In meinem letzten Newsletter hatte ich bereits angekündigt, dass die Wahl des Beigeordneten und 2. Stellvertreters der Landrätin, aufgrund des Widerspruchs des Innenministeriums, wiederholt werden musste. Nun wurde Herr Ingo Funk mehrheitlich und ohne Beanstandungen gewählt. Die Tagesordnung und Beschlussvorlagen der Kreistagssitzung können Sie sich gerne auf der Internetseite des Landkreises anschauen. http://ris.nordwestmecklenburg.de/sessionnet/buergerinfo/si0057.php?__ksinr=4852

Auch im Wahlkreis war ich im Juni unterwegs, die Woche vom 15. bis 21. Juni war für mich die „Woche der Spielplatzeinweihungen". Zufällig lagen die Einweihungstermine in 2 Gemeinden dicht beieinander. Die Spielgeräte für die Plätze in den Gemeinden Klein Trebbow und Lübstorf/OT Rugensee wurden fast zeitgleich beantragt und waren auch zeitgleich fertig, fast zwei Jahre nach Antragstellung, war es nun endlich soweit!! Zwei Jahre – das erschien mir doch recht lang, den beteiligten Akteuren allerdings überhaupt nicht. Sie hoben einhellig hervor, dass die Förderanträge schnell und unbürokratisch bearbeitet wurden und die dann folgenden Arbeiten bis zur Fertigstellung auch ihre Zeit benötigten.

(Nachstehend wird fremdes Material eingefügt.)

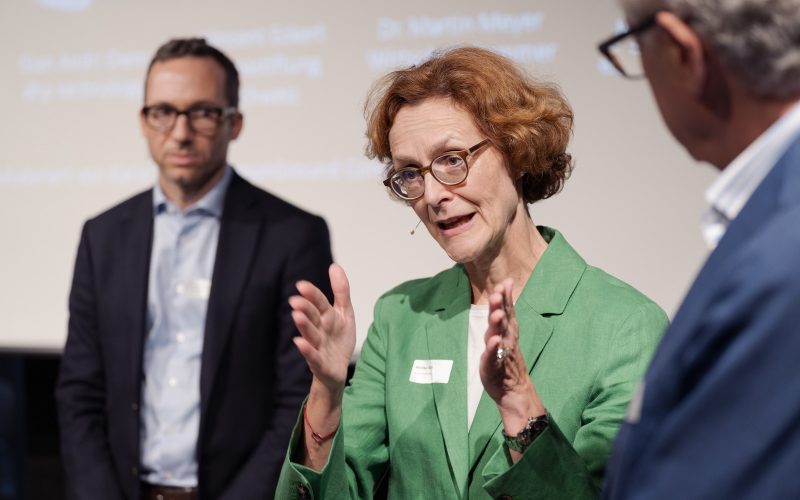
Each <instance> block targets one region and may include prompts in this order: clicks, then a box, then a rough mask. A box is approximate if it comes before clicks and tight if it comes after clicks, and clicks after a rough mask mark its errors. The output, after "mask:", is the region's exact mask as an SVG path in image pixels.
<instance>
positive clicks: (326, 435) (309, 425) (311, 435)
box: [303, 405, 339, 444]
mask: <svg viewBox="0 0 800 500" xmlns="http://www.w3.org/2000/svg"><path fill="white" fill-rule="evenodd" d="M307 410H308V405H305V406H303V420H304V421H305V423H306V425H307V426H308V430H310V431H311V439H313V440H314V441H315V442H316V443H317V444H322V443H324V442H325V441H327V440H328V439H330V438H331V437H332V436H333V435H334V434H336V431H337V430H339V426H338V425H337V426H336V429H334V430H333V432H331V433H329V434H326V435H324V436H320V435H319V434H317V433H316V432H315V431H314V428H313V427H311V422H309V421H308V411H307Z"/></svg>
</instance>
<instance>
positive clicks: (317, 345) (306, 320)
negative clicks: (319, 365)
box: [290, 297, 323, 349]
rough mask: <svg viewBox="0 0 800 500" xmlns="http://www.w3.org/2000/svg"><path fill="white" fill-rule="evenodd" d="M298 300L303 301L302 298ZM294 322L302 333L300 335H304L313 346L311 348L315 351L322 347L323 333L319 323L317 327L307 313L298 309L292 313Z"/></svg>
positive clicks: (292, 312)
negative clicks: (317, 349) (313, 347)
mask: <svg viewBox="0 0 800 500" xmlns="http://www.w3.org/2000/svg"><path fill="white" fill-rule="evenodd" d="M297 298H299V299H302V297H297ZM290 301H291V299H290ZM292 321H294V324H295V326H296V327H297V330H298V331H299V332H300V335H302V337H303V338H304V339H305V340H306V341H307V342H308V343H309V344H311V346H313V347H314V348H315V349H316V348H317V347H319V346H320V342H321V341H322V335H323V333H322V332H321V331H320V329H319V327H318V326H317V325H318V324H319V323H317V325H315V324H314V323H313V321H312V320H311V319H309V317H308V316H307V315H306V313H305V312H303V311H302V310H298V309H294V310H293V311H292Z"/></svg>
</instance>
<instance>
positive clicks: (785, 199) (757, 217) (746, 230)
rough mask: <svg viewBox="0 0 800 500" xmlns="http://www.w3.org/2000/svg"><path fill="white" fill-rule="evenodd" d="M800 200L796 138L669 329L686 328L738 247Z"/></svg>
mask: <svg viewBox="0 0 800 500" xmlns="http://www.w3.org/2000/svg"><path fill="white" fill-rule="evenodd" d="M798 203H800V139H796V140H795V141H794V142H793V143H792V144H791V145H790V146H789V148H788V149H787V150H786V152H785V153H784V154H783V156H782V157H781V159H780V160H779V161H778V163H776V164H775V166H774V167H773V168H772V170H771V171H770V172H769V174H767V176H766V177H765V178H764V180H763V181H762V182H761V184H759V186H758V188H756V190H755V191H754V192H753V194H752V196H751V197H750V199H749V200H747V203H746V204H745V205H744V207H742V210H741V212H740V213H739V215H738V216H737V217H736V218H735V219H734V220H733V221H732V222H731V224H730V226H728V229H727V230H726V231H725V235H724V236H723V237H722V239H721V240H720V241H719V244H718V245H717V247H716V248H715V249H714V251H713V252H712V253H711V255H710V256H709V257H708V259H707V260H706V262H705V264H704V265H703V267H702V269H701V270H700V272H699V273H698V275H697V277H696V278H695V281H694V283H693V284H692V287H691V288H690V289H689V292H688V293H687V294H686V297H685V298H684V300H683V303H682V304H681V306H680V308H679V309H678V312H677V313H676V315H675V320H674V321H673V323H672V325H671V326H670V328H669V330H668V332H669V333H668V336H669V335H674V334H672V333H671V332H673V331H687V330H688V327H689V324H690V323H692V322H694V321H695V319H696V317H695V316H696V315H697V314H698V313H702V309H703V308H704V307H705V305H706V304H705V299H706V298H707V297H709V294H710V293H714V291H715V290H716V287H715V286H714V284H715V283H717V281H718V280H719V279H720V278H719V277H718V276H717V275H718V274H719V273H720V272H724V271H721V270H724V269H727V267H726V263H727V262H728V260H729V259H731V258H735V257H736V255H738V253H737V252H738V250H739V249H740V248H741V247H742V245H744V244H746V242H748V241H750V240H751V239H753V238H757V237H758V232H759V229H760V228H761V227H763V226H764V225H765V224H766V223H768V221H769V220H770V218H771V217H772V215H773V214H774V213H775V212H776V211H777V210H782V209H786V208H790V207H794V206H797V205H798ZM665 346H671V344H669V343H666V342H662V345H661V346H659V349H658V351H657V352H656V355H655V356H654V358H653V363H651V366H653V365H655V364H657V363H659V362H660V360H661V358H662V353H661V351H663V350H665V349H667V347H665Z"/></svg>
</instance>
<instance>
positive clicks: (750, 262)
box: [605, 140, 800, 500]
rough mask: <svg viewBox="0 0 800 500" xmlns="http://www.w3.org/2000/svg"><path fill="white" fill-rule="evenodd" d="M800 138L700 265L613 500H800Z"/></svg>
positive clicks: (655, 366) (627, 431) (613, 474)
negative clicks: (720, 499) (658, 499)
mask: <svg viewBox="0 0 800 500" xmlns="http://www.w3.org/2000/svg"><path fill="white" fill-rule="evenodd" d="M799 356H800V140H796V141H795V142H794V144H792V145H791V146H790V147H789V149H788V151H787V152H786V153H785V154H784V155H783V157H782V158H781V159H780V160H779V162H778V163H777V164H776V165H775V166H774V167H773V169H772V171H771V172H770V173H769V174H768V175H767V177H766V178H765V179H764V181H763V182H762V183H761V185H759V187H758V188H757V189H756V191H755V192H754V193H753V195H752V197H751V198H750V200H749V201H748V202H747V204H746V205H745V206H744V208H743V209H742V211H741V212H740V214H739V216H738V217H737V218H736V219H735V220H734V221H733V222H732V223H731V225H730V226H729V228H728V231H727V232H726V233H725V236H724V237H723V238H722V240H721V241H720V243H719V246H718V247H717V249H716V250H715V251H714V252H713V253H712V254H711V256H710V257H709V259H708V261H707V262H706V264H705V266H704V267H703V269H702V270H701V272H700V274H699V275H698V277H697V280H696V281H695V283H694V285H693V286H692V288H691V290H690V291H689V294H688V295H687V296H686V299H685V301H684V303H683V305H682V306H681V308H680V310H679V311H678V314H677V315H676V317H675V321H674V322H673V323H672V327H671V328H670V329H669V330H668V332H667V333H666V335H665V337H664V340H663V341H662V343H661V345H660V347H659V348H658V350H657V352H656V355H655V357H654V359H653V363H652V365H651V367H650V368H649V370H648V372H647V375H646V377H645V381H644V386H643V387H644V390H643V398H642V399H641V403H642V404H641V412H640V413H639V418H638V419H637V418H636V413H637V411H635V407H633V405H632V408H631V411H629V416H628V417H627V420H628V421H629V422H628V423H626V424H625V425H624V426H623V428H622V430H621V432H620V435H619V437H618V439H617V442H616V444H615V448H614V453H613V455H612V459H611V462H610V463H609V473H608V476H607V481H606V491H605V498H614V499H622V498H624V499H648V500H649V499H662V498H663V499H667V498H669V499H674V498H680V499H681V500H690V499H704V500H713V499H731V498H736V499H758V500H765V499H787V498H800V478H799V477H798V466H800V369H799V367H800V362H798V359H799Z"/></svg>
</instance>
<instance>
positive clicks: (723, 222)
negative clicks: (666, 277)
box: [702, 102, 800, 249]
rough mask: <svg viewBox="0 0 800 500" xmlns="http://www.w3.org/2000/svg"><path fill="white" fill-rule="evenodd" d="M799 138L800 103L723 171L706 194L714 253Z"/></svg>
mask: <svg viewBox="0 0 800 500" xmlns="http://www.w3.org/2000/svg"><path fill="white" fill-rule="evenodd" d="M799 135H800V102H797V103H796V104H795V105H794V106H793V107H792V108H791V109H790V110H789V111H788V112H786V113H784V115H783V116H782V117H781V118H780V119H779V120H778V121H776V122H775V123H773V124H772V125H771V126H770V127H769V128H768V129H767V130H766V131H764V133H763V134H761V135H760V136H758V138H757V139H756V140H755V141H753V142H752V143H751V144H750V145H749V146H747V148H746V149H745V150H744V151H742V152H741V153H740V154H739V156H737V157H736V158H734V160H733V161H732V162H731V163H730V164H729V165H728V166H727V167H726V168H725V169H724V170H723V171H722V174H720V176H719V177H718V178H717V180H715V181H714V183H713V184H711V186H710V187H709V188H708V190H707V191H706V195H705V198H706V202H708V205H709V208H708V210H707V211H706V213H705V214H703V220H702V227H703V238H704V239H705V240H706V244H708V246H709V248H711V249H713V248H715V247H716V246H717V243H719V240H720V239H722V236H723V235H724V234H725V231H726V230H727V229H728V225H729V224H730V223H731V221H732V220H733V219H735V218H736V216H737V215H739V212H740V211H741V210H742V208H743V207H744V205H745V204H746V203H747V200H749V199H750V196H752V194H753V192H754V191H755V190H756V188H757V187H758V185H759V184H761V181H763V180H764V178H765V177H766V176H767V174H768V173H769V172H770V170H772V167H773V166H775V163H777V161H778V160H779V159H780V157H781V156H782V155H783V153H785V152H786V149H787V148H788V147H789V146H790V145H791V144H792V142H794V140H795V139H797V137H798V136H799Z"/></svg>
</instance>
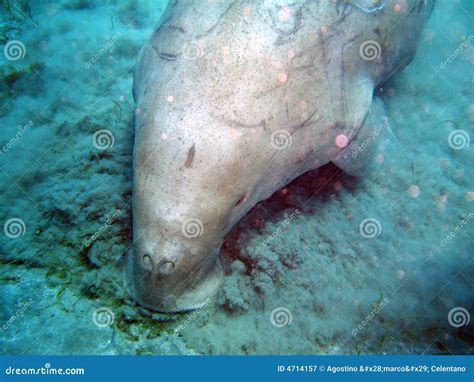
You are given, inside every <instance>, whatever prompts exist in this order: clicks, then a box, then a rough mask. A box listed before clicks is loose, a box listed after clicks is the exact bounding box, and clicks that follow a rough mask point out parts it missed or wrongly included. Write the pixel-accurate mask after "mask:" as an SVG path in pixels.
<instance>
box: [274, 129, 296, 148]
mask: <svg viewBox="0 0 474 382" xmlns="http://www.w3.org/2000/svg"><path fill="white" fill-rule="evenodd" d="M270 138H271V141H272V146H273V147H274V148H276V149H277V150H283V149H286V148H287V147H290V146H291V142H292V138H291V134H290V133H289V132H288V131H286V130H277V131H275V132H274V133H273V134H272V135H271V137H270Z"/></svg>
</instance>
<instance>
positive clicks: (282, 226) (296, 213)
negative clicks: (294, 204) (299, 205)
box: [263, 209, 301, 247]
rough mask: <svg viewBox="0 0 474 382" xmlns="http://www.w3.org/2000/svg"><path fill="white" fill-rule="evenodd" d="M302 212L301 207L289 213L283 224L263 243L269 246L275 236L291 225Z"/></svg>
mask: <svg viewBox="0 0 474 382" xmlns="http://www.w3.org/2000/svg"><path fill="white" fill-rule="evenodd" d="M299 214H301V211H300V210H299V209H296V210H295V211H294V212H292V213H291V214H289V215H288V216H287V217H286V218H285V220H283V222H282V223H281V224H279V225H278V228H277V229H276V230H275V231H273V232H272V233H271V234H270V235H269V236H268V237H267V238H266V239H265V240H264V241H263V245H264V246H265V247H267V246H268V245H269V244H270V241H272V240H273V239H274V238H276V237H277V236H278V235H279V234H280V233H282V232H283V231H284V230H285V228H286V227H288V226H289V225H290V223H291V222H292V221H293V220H295V219H296V217H297V216H298V215H299Z"/></svg>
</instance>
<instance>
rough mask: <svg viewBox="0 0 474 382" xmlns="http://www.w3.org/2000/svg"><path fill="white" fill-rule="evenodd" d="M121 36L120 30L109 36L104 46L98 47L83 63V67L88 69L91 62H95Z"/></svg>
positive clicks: (103, 53) (104, 52)
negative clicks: (94, 52)
mask: <svg viewBox="0 0 474 382" xmlns="http://www.w3.org/2000/svg"><path fill="white" fill-rule="evenodd" d="M120 37H122V32H118V33H116V34H114V35H113V36H112V37H111V38H109V39H108V40H107V41H106V42H105V44H104V46H102V48H100V49H99V50H98V51H97V52H96V53H95V54H94V55H93V56H92V57H91V58H90V59H89V61H87V62H86V63H85V64H84V68H86V69H89V68H90V67H91V66H92V65H93V64H95V63H96V62H97V61H99V59H100V58H101V57H102V56H103V55H104V54H105V53H107V51H108V50H109V49H110V48H112V46H113V45H114V44H115V43H116V42H117V40H118V39H119V38H120Z"/></svg>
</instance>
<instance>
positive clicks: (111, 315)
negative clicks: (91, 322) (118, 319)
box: [92, 307, 115, 328]
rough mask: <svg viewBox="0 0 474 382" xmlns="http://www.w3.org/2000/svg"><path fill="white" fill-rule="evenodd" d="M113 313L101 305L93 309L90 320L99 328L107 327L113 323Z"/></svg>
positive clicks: (103, 327) (94, 324) (112, 323)
mask: <svg viewBox="0 0 474 382" xmlns="http://www.w3.org/2000/svg"><path fill="white" fill-rule="evenodd" d="M114 320H115V314H114V312H112V309H110V308H107V307H101V308H97V309H96V310H94V313H92V322H93V323H94V325H95V326H97V327H99V328H107V327H109V326H111V325H112V324H113V323H114Z"/></svg>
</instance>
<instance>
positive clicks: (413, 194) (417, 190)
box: [408, 184, 421, 198]
mask: <svg viewBox="0 0 474 382" xmlns="http://www.w3.org/2000/svg"><path fill="white" fill-rule="evenodd" d="M420 192H421V191H420V187H418V186H417V185H415V184H412V185H411V186H410V187H408V194H409V195H410V196H411V197H412V198H417V197H418V196H419V195H420Z"/></svg>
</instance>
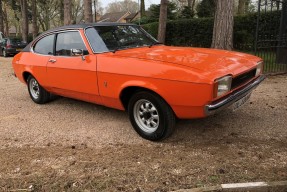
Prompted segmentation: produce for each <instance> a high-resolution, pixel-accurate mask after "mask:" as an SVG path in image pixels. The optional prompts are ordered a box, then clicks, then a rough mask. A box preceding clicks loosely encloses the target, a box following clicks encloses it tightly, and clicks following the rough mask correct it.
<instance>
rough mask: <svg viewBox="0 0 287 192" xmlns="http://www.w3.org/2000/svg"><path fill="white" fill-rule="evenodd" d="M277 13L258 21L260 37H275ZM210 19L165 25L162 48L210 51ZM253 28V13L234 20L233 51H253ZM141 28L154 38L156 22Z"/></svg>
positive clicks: (265, 15)
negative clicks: (165, 33)
mask: <svg viewBox="0 0 287 192" xmlns="http://www.w3.org/2000/svg"><path fill="white" fill-rule="evenodd" d="M280 16H281V12H280V11H276V12H267V13H263V14H262V15H261V17H260V25H259V30H260V35H261V36H265V37H267V38H268V36H270V35H272V34H276V33H277V32H278V29H279V25H280ZM213 21H214V20H213V18H194V19H185V20H175V21H168V22H167V31H166V44H167V45H175V46H193V47H210V46H211V41H212V32H213ZM256 24H257V13H252V14H249V15H244V16H235V17H234V36H233V39H234V42H233V45H234V48H235V49H237V50H251V49H253V45H254V39H255V32H256ZM143 28H144V29H145V30H146V31H148V32H149V33H150V34H151V35H153V36H154V37H157V30H158V22H155V23H149V24H145V25H143Z"/></svg>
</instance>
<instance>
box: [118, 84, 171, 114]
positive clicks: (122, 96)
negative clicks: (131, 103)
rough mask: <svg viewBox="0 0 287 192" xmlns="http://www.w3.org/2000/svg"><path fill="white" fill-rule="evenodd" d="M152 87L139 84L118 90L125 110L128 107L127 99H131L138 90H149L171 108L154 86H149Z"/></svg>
mask: <svg viewBox="0 0 287 192" xmlns="http://www.w3.org/2000/svg"><path fill="white" fill-rule="evenodd" d="M151 87H152V88H150V87H149V88H147V87H145V86H139V85H129V86H126V87H124V88H123V89H122V90H121V92H120V96H119V98H120V101H121V103H122V105H123V107H124V109H125V110H127V109H128V104H129V101H130V99H131V97H132V96H133V95H134V94H135V93H137V92H139V91H147V92H150V93H153V94H156V95H157V96H159V97H160V98H162V99H163V100H164V101H165V102H166V103H167V104H168V105H169V106H170V108H171V109H172V107H171V105H170V104H169V103H168V102H167V101H166V99H165V98H164V97H163V96H162V95H161V94H160V93H158V91H156V90H157V89H156V87H154V86H151ZM172 110H173V109H172Z"/></svg>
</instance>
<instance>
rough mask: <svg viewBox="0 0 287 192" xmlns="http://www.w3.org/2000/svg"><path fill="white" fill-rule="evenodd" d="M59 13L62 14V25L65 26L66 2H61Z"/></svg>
mask: <svg viewBox="0 0 287 192" xmlns="http://www.w3.org/2000/svg"><path fill="white" fill-rule="evenodd" d="M59 12H60V25H64V19H65V16H64V1H60V2H59Z"/></svg>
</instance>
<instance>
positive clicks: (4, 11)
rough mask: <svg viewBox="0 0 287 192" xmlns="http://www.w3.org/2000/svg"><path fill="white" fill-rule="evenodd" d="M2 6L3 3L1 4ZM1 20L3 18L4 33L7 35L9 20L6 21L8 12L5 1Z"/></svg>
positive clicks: (2, 5) (7, 34)
mask: <svg viewBox="0 0 287 192" xmlns="http://www.w3.org/2000/svg"><path fill="white" fill-rule="evenodd" d="M2 6H3V5H2ZM3 20H4V28H5V29H4V31H5V32H4V34H5V36H7V37H8V36H9V21H8V13H7V4H6V3H5V5H4V9H3Z"/></svg>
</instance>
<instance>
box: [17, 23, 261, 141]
mask: <svg viewBox="0 0 287 192" xmlns="http://www.w3.org/2000/svg"><path fill="white" fill-rule="evenodd" d="M12 64H13V68H14V72H15V76H17V77H18V79H19V80H20V81H22V82H23V83H25V84H26V85H27V87H28V92H29V94H30V97H31V99H32V100H33V101H34V102H35V103H37V104H44V103H47V102H49V101H50V100H51V96H52V95H60V96H63V97H69V98H73V99H78V100H83V101H87V102H91V103H96V104H100V105H104V106H107V107H112V108H115V109H119V110H126V111H128V114H129V118H130V121H131V124H132V126H133V128H134V129H135V131H136V132H137V133H138V134H139V135H140V136H142V137H143V138H145V139H148V140H152V141H156V140H161V139H164V138H166V137H168V136H170V135H171V133H172V132H173V131H174V129H175V122H176V118H179V119H192V118H202V117H206V116H208V115H211V114H214V113H216V112H218V111H219V110H222V109H223V108H226V107H229V106H230V107H231V106H232V107H233V109H234V110H235V109H237V108H239V107H241V106H242V105H243V104H244V103H245V102H246V101H247V100H248V98H249V97H250V94H251V92H252V91H253V90H254V88H256V87H257V86H258V85H259V84H260V83H261V82H262V81H263V80H264V76H263V75H262V70H263V61H262V59H260V58H258V57H256V56H252V55H248V54H244V53H238V52H231V51H225V50H216V49H204V48H187V47H173V46H165V45H162V44H159V43H158V42H157V41H156V40H155V39H154V38H153V37H152V36H151V35H149V34H148V33H147V32H146V31H144V30H143V29H142V28H141V27H139V26H137V25H133V24H118V23H117V24H116V23H97V24H81V25H72V26H64V27H60V28H56V29H53V30H49V31H47V32H44V33H43V34H41V35H40V36H39V37H37V38H36V39H35V40H34V41H32V42H31V43H30V44H29V45H28V46H27V47H26V48H25V49H23V50H22V52H20V53H19V54H17V55H16V56H15V57H14V59H13V61H12Z"/></svg>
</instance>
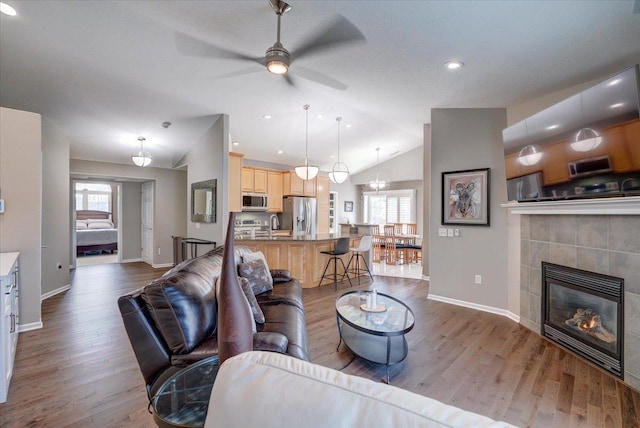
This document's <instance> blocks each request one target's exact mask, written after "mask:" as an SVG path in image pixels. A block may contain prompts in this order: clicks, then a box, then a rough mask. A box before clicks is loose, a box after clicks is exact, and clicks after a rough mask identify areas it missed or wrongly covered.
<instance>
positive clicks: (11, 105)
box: [0, 0, 640, 172]
mask: <svg viewBox="0 0 640 428" xmlns="http://www.w3.org/2000/svg"><path fill="white" fill-rule="evenodd" d="M7 3H9V4H11V5H12V6H13V7H14V8H15V9H16V10H17V12H18V15H17V16H15V17H9V16H4V15H2V17H1V18H0V19H1V25H0V104H1V105H2V106H5V107H11V108H17V109H22V110H28V111H33V112H36V113H40V114H42V115H43V116H45V117H47V118H48V119H49V120H51V121H52V122H53V123H54V124H56V125H57V126H58V127H59V128H60V129H61V130H62V132H64V133H65V134H66V135H67V136H68V137H69V138H70V140H71V157H72V158H76V159H89V160H101V161H107V162H116V163H125V164H128V163H130V162H131V161H130V155H131V153H132V152H133V151H134V150H135V149H136V147H137V145H138V143H137V138H138V136H144V137H146V139H147V143H146V148H147V149H148V150H149V151H150V152H151V153H152V155H153V156H154V164H153V166H159V167H165V168H171V167H173V166H174V165H175V163H176V162H177V160H178V159H180V158H181V157H182V156H183V155H184V154H185V153H186V152H187V151H188V150H189V149H190V147H191V146H192V145H193V144H195V143H196V142H197V141H198V139H199V138H200V137H201V136H202V134H204V132H205V131H206V130H207V129H208V128H209V127H210V126H211V125H212V123H213V122H214V121H215V120H216V119H217V117H218V115H219V114H228V115H229V116H230V132H231V138H232V140H233V141H235V142H237V143H238V145H237V146H236V147H234V149H235V150H236V151H239V152H242V153H245V155H246V157H247V158H249V159H255V160H260V161H266V162H274V163H280V164H291V165H292V164H295V163H296V161H297V160H298V159H299V158H301V157H303V156H304V143H305V112H304V110H303V105H305V104H309V105H310V106H311V108H310V115H309V157H310V158H311V159H313V160H315V161H316V162H317V163H318V164H319V166H320V167H321V168H322V169H324V170H329V169H330V168H331V165H332V164H333V163H334V162H335V161H336V158H335V155H336V149H337V126H336V120H335V119H336V117H338V116H340V117H342V118H343V120H342V124H341V131H340V142H341V160H342V161H344V162H346V163H347V164H348V165H349V167H350V168H351V170H352V172H357V171H359V170H362V169H364V168H367V167H369V166H371V165H372V164H375V162H376V151H375V148H376V147H380V148H381V150H380V159H381V161H384V160H386V159H388V158H389V156H395V155H397V154H399V153H405V152H407V151H409V150H411V149H413V148H415V147H418V146H420V145H421V144H422V129H423V124H425V123H430V111H431V109H432V108H458V107H460V108H463V107H474V108H476V107H506V106H511V105H515V104H518V103H521V102H523V101H526V100H528V99H531V98H534V97H538V96H541V95H544V94H546V93H549V92H552V91H555V90H558V89H561V88H565V87H568V86H571V85H575V84H579V83H582V82H585V81H589V80H593V79H598V78H601V77H603V76H606V75H608V74H612V73H615V72H617V71H619V70H622V69H623V68H626V67H628V66H631V65H633V64H636V63H638V62H640V42H639V41H640V13H639V12H640V7H638V5H637V4H636V3H637V2H635V3H634V1H631V0H628V1H554V2H549V1H451V2H445V1H397V2H389V1H294V0H291V2H290V3H291V5H292V10H291V11H289V12H287V13H286V14H285V15H284V16H283V17H282V36H281V41H282V44H283V45H284V46H285V47H286V48H288V49H289V50H291V51H294V52H295V51H296V48H297V47H299V46H301V45H302V44H303V43H304V42H305V41H306V40H309V39H313V37H315V35H317V34H318V32H319V31H321V29H322V28H325V27H326V25H328V24H327V23H328V22H333V20H335V19H337V16H338V15H340V16H342V17H344V18H346V19H347V20H348V21H350V22H351V23H352V24H353V25H354V26H355V27H357V28H358V29H359V31H360V32H361V33H362V35H363V36H364V39H365V40H364V41H363V42H361V43H352V44H348V45H344V46H341V47H339V48H330V49H327V50H325V51H322V52H319V53H316V54H314V55H309V56H306V57H301V58H300V60H299V61H296V58H295V57H294V61H293V63H292V65H291V68H290V73H291V81H292V82H293V83H294V84H293V85H290V84H289V83H288V82H287V81H286V80H285V79H284V78H283V77H282V76H277V75H273V74H270V73H268V72H267V71H266V70H265V69H262V68H261V66H260V65H255V64H253V65H252V63H250V62H248V61H243V60H240V59H236V58H225V57H222V56H224V55H221V54H220V52H221V49H220V48H223V49H226V50H231V51H237V52H241V53H242V54H244V55H246V56H248V57H260V56H263V55H264V52H265V50H266V49H267V48H269V47H270V46H272V45H273V43H274V42H275V39H276V16H275V14H274V11H273V9H272V8H271V6H270V4H269V2H268V1H267V0H260V1H186V0H181V1H133V0H130V1H99V2H98V1H91V2H88V1H55V2H53V1H17V0H14V1H11V0H7ZM634 6H635V12H634ZM212 46H215V47H217V49H216V48H214V47H212ZM207 47H211V49H210V50H209V51H207ZM451 60H459V61H462V62H463V63H464V67H462V68H461V69H459V70H455V71H452V70H448V69H447V68H446V67H445V63H446V62H447V61H451ZM309 79H310V80H309ZM314 80H315V81H314ZM318 80H319V81H321V82H324V83H328V84H329V86H327V85H324V84H320V83H317V82H316V81H318ZM264 115H271V119H265V118H264V117H263V116H264ZM165 121H169V122H171V123H172V125H171V126H170V127H169V128H163V127H162V126H161V124H162V123H163V122H165ZM278 151H281V152H282V153H278Z"/></svg>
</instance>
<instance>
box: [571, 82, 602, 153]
mask: <svg viewBox="0 0 640 428" xmlns="http://www.w3.org/2000/svg"><path fill="white" fill-rule="evenodd" d="M580 111H581V112H582V118H583V119H584V104H583V102H582V93H581V94H580ZM602 140H603V138H602V137H601V136H600V134H598V133H597V132H596V131H595V130H594V129H592V128H582V129H581V130H579V131H578V133H577V134H576V137H575V141H574V142H573V143H571V148H572V149H573V150H574V151H576V152H590V151H591V150H593V149H595V148H596V147H598V146H599V145H600V144H602Z"/></svg>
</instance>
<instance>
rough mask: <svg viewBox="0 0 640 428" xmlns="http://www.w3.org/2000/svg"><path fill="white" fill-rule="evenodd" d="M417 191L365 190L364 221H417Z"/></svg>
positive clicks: (386, 222)
mask: <svg viewBox="0 0 640 428" xmlns="http://www.w3.org/2000/svg"><path fill="white" fill-rule="evenodd" d="M415 218H416V191H415V190H413V189H407V190H387V191H380V192H378V193H377V194H376V192H364V221H365V222H366V223H370V224H390V223H415Z"/></svg>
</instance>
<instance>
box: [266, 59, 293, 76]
mask: <svg viewBox="0 0 640 428" xmlns="http://www.w3.org/2000/svg"><path fill="white" fill-rule="evenodd" d="M267 70H269V72H271V73H273V74H286V73H287V71H289V65H288V64H287V63H285V62H284V61H280V60H272V61H269V62H267Z"/></svg>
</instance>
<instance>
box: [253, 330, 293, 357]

Den Einladungen zur offiziellen Übergabe der Plätze durch die Bürgermeister von Klein Trebbow und Lübstorf, Holger Bannuscher und Michael Gräning, bin ich sehr gerne gefolgt – denn: den Großteil der Mittel für die Finanzierung der Spielplätze hatte ich aus dem Teil des Strategiefonds des Landes, der jedem Abgeordneten der Regierungsfraktionen zur Verfügung steht, bereitgestellt. Und das habe ich sehr gerne getan.

Von den 13 Projekten, die ich 2017-2019 gefördert habe, richteten sich 8 an Kinder – nicht nur weil sie die Zukunft sind - sondern auch, weil es immer wieder schön ist, ein Lachen in Kindergesichter zu „zaubern“.

Zu den Gästen, die nun zur Übergabe dieser beiden Plätze kamen, zählten neben Eltern und Kindern aus den Gemeinden auch einige Gemeindevertreter und aus dem zuständigen Amt Lützow-Lübstorf die leitd. Verwaltungsbeamtin, Frau Brinker, vom Fachdienst Bau Herr Kurth und nicht zuletzt Gerd Wessig (ja, der Olympiasieger im Hochsprung 1980) dessen Unternehmen die Spielgeräte lieferte. Beide Spielplätze wurden bei strahlendem Sonnenschein eingeweiht, das machte sie noch schöner, als sie ohnehin schon sind.

Beeindruckt war ich nicht nur von der Ausstattung mit altersgerechten Spielgeräten, sondern insbesondere von der wunderschöne Lage dieser Plätze im Grünen. Nun bleibt zu hoffen, dass die Spielplätze gut von allen Kindern und Eltern in den Gemeinden angenommen werden – auch mit dem kleinen "Hintergedanken", dass sich dadurch die Freizeitaktivitäten der Kinder wieder häufiger ins Freie verlagern.

So, meine lieben Leserinnen und Leser,

ich verabschiede mich jetzt in meinen Jahresurlaub und wünschen Ihnen

einen erholsamen und sonnigen Sommer.